People already know what Trump claims to represent and what kind of platform and policies he’s likely to advance, including the rounding up of undocumented immigrants into concentration camps, Matsubayashi said. “It reminded me of Japanese and Japanese Americans being incarcerated in WWII. He plans to get rid of the Affordable Care Act and replace it. Many of our clients at LTSC who recently got insurance, will face uncertainty about whether they can access proper medical care. His probable nominees for the Supreme Court have the potential to dismantle many protections and freedoms for women, LGBT community and other vulnerable individuals.”
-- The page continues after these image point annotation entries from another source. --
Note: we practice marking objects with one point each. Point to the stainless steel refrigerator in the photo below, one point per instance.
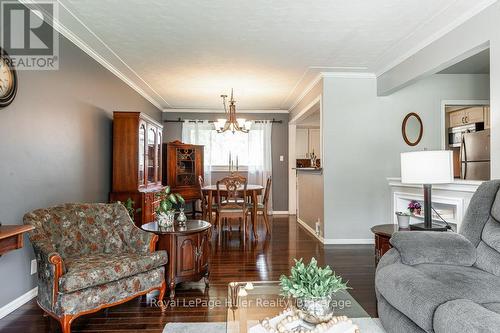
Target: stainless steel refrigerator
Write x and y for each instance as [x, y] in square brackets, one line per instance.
[475, 155]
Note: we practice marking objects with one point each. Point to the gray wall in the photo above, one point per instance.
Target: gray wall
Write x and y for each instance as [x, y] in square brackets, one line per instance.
[478, 32]
[173, 131]
[363, 141]
[56, 147]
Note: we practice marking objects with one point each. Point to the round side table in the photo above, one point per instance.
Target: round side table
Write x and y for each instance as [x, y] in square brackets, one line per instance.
[383, 232]
[188, 249]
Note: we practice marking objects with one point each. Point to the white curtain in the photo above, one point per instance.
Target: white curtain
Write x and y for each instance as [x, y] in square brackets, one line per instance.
[260, 163]
[199, 133]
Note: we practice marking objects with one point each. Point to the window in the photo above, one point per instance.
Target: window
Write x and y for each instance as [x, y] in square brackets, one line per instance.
[247, 147]
[227, 143]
While accepting the results of the election, many remain “shocked and dismayed,” he commented. “But going forward, all of us at LTSC pledge to continue to provide social services and counseling to those in need … to build much needed affordable housing for those individuals and families and work with others to maintain Little Tokyo as a historic cultural center for the Japanese American community. Beyond Little Tokyo and the Japanese American community, we will continue to build partnerships and coalitions with people from other communities to fight for social justice and equality for everyone.”

Following the public session, several people explained their presence at the event.
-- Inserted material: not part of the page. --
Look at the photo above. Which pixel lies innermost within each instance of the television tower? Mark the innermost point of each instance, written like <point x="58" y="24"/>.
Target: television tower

Al Muratsuchi, who regained his 66th state Assembly District seat after a two-year absence, told the Nichi Bei Weekly, “I’m concerned about the future of our country with the President-elect Donald Trump. We need to … redouble our efforts to fight the rise of racism, misogyny, anti-immigrant sentiments that are being exploited in our country. I don’t know what to think in terms of what Trump will actually do because he doesn’t seem to be a man of his word. I’m ready to fight for what’s right.”
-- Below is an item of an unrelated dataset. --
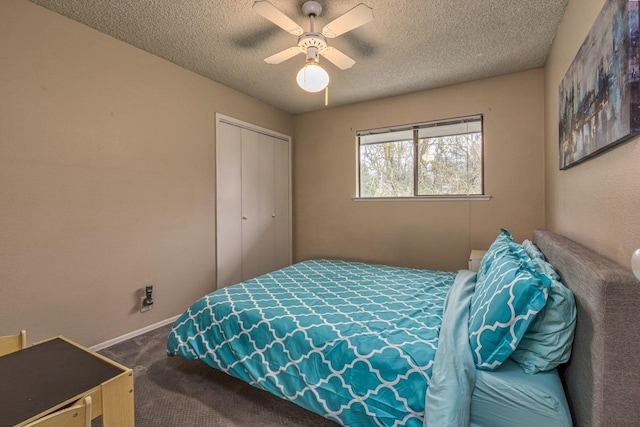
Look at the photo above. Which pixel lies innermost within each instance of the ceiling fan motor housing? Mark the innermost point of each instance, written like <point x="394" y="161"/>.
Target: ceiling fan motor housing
<point x="311" y="7"/>
<point x="312" y="43"/>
Go For Broke’s Maki told a reporter after the first session, which was open to the media, that he has “grave concerns” about where Trump is going to take this nation. “I think the organizations that are here today are all committed to making sure that the policies and practices that he puts into place will not violate equal protection under the law, will not violate our constitutional rights of all individuals in the United States. Given our history as Japanese Americans, that’s our responsibility.”

Obamacare Beneficiary

Chris Komai, board chair for the Little Tokyo Community Council and former public information officer for JANM, told an inquiring journalist that Trump’s campaign threat to repeal the Affordable Care Act (Obamacare), could have affected him and his wife. “If the Affordable Care Act had not been there, we would have been uninsured from 2014 until we turned 65 and we got Medicare. We would have had no insurance at all because of pre-existing conditions. My wife went into the hospital recently, where she had an intestinal blockage. Without insurance, it would probably have depleted all of our savings. We can’t understand how this repeal of the Affordable Care Act is going to be better for our country if you remove a safety net that has helped us.”

Komai, who said he did not vote for Trump, stated, “What’s disturbing is that we can’t understand how any sensible person could vote for someone who is a misogynist, who is obviously prejudiced, who is an opportunist … The idea that he’s going to make this country great again seems impossible to us.”